Friday, October 3, 2008: 4:20 p.m.
Douglas B. Yager , Minerals Team, USGS, Denver, CO
Alison Burchell , Natural Capitalism Solutions, Boulder, CO
Rob Robinson , Bureau of Land Management, ret.
Richard P. Dick , The School of Environment and Natural Resources, Ohio State University, Columbus, OH
Jack Hidinger , State Partnerships and Sustainable Practices, US EP, Denver, CO
Stephanie Odell , San Juan Public Lands Center, US Bureau of Land Management, Durango, CO

Soils represent a potentially large and important natural carbon reservoir. The Natural Terrestrial Sequestration potential (NTS) of soils is among the “CO2 stabilization wedges' or carbon management strategies needed to thwart doubling of atmospheric CO2.

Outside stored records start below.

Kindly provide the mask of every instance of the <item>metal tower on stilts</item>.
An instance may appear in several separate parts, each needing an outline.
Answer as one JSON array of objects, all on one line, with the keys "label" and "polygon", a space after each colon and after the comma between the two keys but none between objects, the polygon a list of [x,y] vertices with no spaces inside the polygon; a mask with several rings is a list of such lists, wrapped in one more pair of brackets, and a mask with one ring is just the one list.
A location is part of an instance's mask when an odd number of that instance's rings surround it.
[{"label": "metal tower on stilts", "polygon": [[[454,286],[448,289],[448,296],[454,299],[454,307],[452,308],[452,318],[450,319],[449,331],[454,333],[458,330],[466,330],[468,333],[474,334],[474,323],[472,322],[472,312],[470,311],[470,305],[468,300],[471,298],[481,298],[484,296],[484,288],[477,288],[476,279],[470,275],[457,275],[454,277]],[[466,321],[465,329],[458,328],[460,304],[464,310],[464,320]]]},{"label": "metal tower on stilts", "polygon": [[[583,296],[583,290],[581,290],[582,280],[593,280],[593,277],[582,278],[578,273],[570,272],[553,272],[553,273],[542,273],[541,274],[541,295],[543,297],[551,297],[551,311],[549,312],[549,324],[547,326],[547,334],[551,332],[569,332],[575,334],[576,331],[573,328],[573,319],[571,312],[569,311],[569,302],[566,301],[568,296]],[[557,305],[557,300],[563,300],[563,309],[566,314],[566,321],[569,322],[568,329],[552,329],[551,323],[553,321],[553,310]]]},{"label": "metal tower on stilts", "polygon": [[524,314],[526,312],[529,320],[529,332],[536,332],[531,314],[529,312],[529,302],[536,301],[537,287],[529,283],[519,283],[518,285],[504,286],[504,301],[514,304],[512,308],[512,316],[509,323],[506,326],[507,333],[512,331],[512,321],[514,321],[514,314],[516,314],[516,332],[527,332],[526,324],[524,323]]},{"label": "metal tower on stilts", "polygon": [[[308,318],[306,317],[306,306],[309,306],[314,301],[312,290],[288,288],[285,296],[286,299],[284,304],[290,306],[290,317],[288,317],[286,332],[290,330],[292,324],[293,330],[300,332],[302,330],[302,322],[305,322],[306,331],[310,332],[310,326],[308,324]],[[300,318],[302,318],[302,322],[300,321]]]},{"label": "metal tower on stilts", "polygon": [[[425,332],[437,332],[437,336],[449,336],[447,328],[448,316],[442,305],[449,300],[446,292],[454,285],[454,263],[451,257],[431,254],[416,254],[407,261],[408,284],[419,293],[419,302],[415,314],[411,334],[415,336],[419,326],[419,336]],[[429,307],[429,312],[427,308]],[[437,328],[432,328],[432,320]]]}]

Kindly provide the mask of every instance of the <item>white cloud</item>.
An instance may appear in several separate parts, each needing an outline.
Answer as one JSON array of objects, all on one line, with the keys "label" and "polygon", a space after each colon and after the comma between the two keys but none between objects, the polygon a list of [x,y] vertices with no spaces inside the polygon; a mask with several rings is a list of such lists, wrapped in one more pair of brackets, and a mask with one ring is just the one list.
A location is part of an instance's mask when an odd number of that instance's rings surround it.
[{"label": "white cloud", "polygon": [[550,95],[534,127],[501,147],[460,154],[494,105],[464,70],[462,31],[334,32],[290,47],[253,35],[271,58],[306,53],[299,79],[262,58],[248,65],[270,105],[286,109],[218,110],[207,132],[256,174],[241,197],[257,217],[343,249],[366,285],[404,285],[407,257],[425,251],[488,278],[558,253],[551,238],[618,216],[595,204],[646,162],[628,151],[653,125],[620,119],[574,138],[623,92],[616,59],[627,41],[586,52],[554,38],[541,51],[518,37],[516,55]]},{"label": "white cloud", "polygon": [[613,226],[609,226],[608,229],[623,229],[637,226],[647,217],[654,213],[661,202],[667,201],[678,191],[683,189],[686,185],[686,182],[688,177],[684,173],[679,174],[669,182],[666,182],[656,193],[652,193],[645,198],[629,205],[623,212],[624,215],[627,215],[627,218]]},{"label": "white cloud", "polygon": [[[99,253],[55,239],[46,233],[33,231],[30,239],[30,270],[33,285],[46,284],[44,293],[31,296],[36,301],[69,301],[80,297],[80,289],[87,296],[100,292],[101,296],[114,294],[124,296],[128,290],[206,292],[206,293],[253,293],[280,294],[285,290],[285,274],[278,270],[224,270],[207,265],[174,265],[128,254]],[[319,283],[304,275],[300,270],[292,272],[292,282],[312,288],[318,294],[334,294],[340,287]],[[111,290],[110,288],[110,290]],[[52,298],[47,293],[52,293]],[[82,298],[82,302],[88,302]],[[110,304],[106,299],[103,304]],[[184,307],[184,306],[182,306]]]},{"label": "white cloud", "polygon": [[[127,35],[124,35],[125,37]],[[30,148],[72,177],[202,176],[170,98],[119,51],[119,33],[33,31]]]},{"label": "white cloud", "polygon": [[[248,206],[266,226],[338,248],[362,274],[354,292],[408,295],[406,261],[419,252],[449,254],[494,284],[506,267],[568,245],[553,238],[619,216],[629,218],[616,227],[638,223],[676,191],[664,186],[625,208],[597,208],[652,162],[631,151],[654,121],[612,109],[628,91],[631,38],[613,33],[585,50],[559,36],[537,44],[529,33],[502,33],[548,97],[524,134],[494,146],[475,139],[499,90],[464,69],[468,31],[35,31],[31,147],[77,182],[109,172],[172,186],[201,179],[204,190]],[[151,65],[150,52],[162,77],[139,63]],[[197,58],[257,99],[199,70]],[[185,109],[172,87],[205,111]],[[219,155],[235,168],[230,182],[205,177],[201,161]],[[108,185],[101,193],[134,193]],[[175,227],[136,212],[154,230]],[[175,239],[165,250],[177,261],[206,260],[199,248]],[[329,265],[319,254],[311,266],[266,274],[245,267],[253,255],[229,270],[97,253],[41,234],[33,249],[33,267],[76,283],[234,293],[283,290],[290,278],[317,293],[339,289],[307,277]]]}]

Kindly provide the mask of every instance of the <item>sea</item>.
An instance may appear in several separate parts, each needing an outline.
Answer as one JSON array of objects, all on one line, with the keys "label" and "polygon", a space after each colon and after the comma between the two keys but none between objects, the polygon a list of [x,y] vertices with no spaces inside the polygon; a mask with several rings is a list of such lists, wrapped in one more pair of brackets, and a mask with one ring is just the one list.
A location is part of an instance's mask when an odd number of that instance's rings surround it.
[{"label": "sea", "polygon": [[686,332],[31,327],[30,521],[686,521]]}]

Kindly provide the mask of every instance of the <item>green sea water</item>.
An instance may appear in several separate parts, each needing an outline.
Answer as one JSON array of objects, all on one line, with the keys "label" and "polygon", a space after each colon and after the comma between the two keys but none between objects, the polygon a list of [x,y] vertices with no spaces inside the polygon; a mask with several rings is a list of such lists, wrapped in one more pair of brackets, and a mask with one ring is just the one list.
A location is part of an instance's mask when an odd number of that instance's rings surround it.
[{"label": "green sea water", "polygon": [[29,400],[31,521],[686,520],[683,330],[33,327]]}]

To better understand NTS, we analyzed soil-cores from 16 Colorado, Rocky Mountain Cordillera sites. Northerly-facing, high-plains to alpine sites in non-wetland environments were selected, because such temperate soils may be less susceptible to baseline C-pool declines due to global warming than soils in warmer regions. All undisturbed soils sampled have 2 to 6 times greater total organic soil carbon (TOSC) than global TOSC averages (4 – 5 Wt. %). Forest soils derived from weathering of intermediate to mafic volcanic bedrock have the highest C (34.16 Wt %), C:N (43), microbial-biomass arylsulfatase (ave. 142, high 338).  Intermediate TOSC was identified in soils derived from Cretaceous shale (7.2 Wt. %) and Precambrian, felsic gneiss (6.2 Wt. %). Unreclaimed mine-sites have the lowest: C (0.01 to 0.78 Wt. %), C:N (2.4 to 6.5), and arylsulfatase (0 to 41).  However, reclaimed and undisturbed mined-lands soils derived from propylitically-altered andesite have high: C (13.5 – 25.6 Wt. %), C:N (27), arylysulfatase (338). In our previous studies, propylitic-rocks were found to have high Acid Neutralizing Capacity (ANC). Radiocarbon dates on charcoal collected from paleo-burn horizons (found in high C, N soils) indicates an old carbon pool (840-5,440 ±40 yrs B.P).

The data suggest volcanic-soils, including volcanic-hosted reclamation sites, represent a potentially significant C-sink. Future research will probe: ecosystem variability; NTS in pilot-projects that model natural “geomimicry” processes and use soil-amendments (e.g.: ANC-rock; biochar) to support soil-productivity, soil-moisture and CO2-sequestration (mine-reclamation, forest-health, watershed-protection); implications for disturbing soils that sequester C for millennia; the geo-environmental value of NTS as carbon markets mature and offer economic measures to areas targeted for resource extraction; and post-reclamation success.